Al-Daghri, NM, Alokail, MS, Manousopoulou, A, Heinson, A, Al-Attas, O, Al-Saleh, Y, Sabico, S, Yakout, S, Woelk, CH, Chrousos, GP, et al
European journal of clinical investigation. 2016;(12):1031-1040
Abstract
BACKGROUND Overweight adults are at increased risk for cardiovascular disease and vitamin D deficiency, whereas an important feature to vitamin D physiology is its sex dependence. The aim of this study was to examine whether vitamin D status improvement exerts a sexually dimorphic effect on serum proteins associated with cardiovascular risk among overweight adults.

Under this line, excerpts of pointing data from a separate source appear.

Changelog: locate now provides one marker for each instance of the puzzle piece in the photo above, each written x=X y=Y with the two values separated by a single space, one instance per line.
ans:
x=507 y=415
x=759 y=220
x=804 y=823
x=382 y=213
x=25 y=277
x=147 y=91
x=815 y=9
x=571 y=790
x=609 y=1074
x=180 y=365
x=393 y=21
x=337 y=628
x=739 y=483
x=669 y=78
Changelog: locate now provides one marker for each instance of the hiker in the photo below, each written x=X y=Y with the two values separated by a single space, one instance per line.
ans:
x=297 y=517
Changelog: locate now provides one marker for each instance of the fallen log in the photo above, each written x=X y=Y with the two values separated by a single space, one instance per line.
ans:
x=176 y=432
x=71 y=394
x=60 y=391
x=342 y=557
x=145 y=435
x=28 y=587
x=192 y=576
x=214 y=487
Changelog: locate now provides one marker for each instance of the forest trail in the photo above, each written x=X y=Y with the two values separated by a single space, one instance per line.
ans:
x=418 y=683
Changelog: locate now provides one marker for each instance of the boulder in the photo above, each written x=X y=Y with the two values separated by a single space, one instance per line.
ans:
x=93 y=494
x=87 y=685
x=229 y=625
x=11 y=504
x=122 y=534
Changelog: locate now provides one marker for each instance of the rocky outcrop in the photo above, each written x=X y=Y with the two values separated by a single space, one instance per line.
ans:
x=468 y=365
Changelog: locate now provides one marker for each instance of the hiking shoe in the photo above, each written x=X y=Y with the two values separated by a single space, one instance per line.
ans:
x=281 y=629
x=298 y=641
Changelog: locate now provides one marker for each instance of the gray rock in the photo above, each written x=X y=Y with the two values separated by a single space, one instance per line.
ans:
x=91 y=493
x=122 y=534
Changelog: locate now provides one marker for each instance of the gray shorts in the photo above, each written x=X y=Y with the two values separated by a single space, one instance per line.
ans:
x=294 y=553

MATERIALS AND METHODS Unprocessed serum from age- and BMI-matched men (n = 26) and premenopausal women (n = 24) with vitamin D deficiency and after they achieved sufficiency through a 12-month nutritional intervention was analysed using our previously published depletion-free quantitative proteomics method. Key findings were verified with ELISA. Differentially expressed proteins were subjected to in silico bioinformatics assessment using principal component analysis, hierarchical clustering and Metacore™ pathway analysis. All mass spectrometry proteomic data are available via ProteomeXchange (identifier: PXD003663). RESULTS A total of 282 proteins were differentially expressed after the intervention between men and women (P-value ≤ 0·05), in which the blood coagulation pathway was significantly enriched. In agreement with the proteomics findings, ELISA measurements showed vitamin K-dependent protein C, von Willebrand factor, fibrinogen gamma chain and multimerin-1 proteins, of relevance to blood coagulation, to be differentially affected (P-value ≤ 0·05) between sexes after vitamin D status correction. CONCLUSIONS This study identified novel protein-level molecular indicators on the sexually dimorphic effect of vitamin D status correction associated with blood coagulation among overweight adults. These sex-mediated vitamin D effects should be factored in the design and interpretation of vitamin D observational and interventional studies testing cardiometabolic outcomes.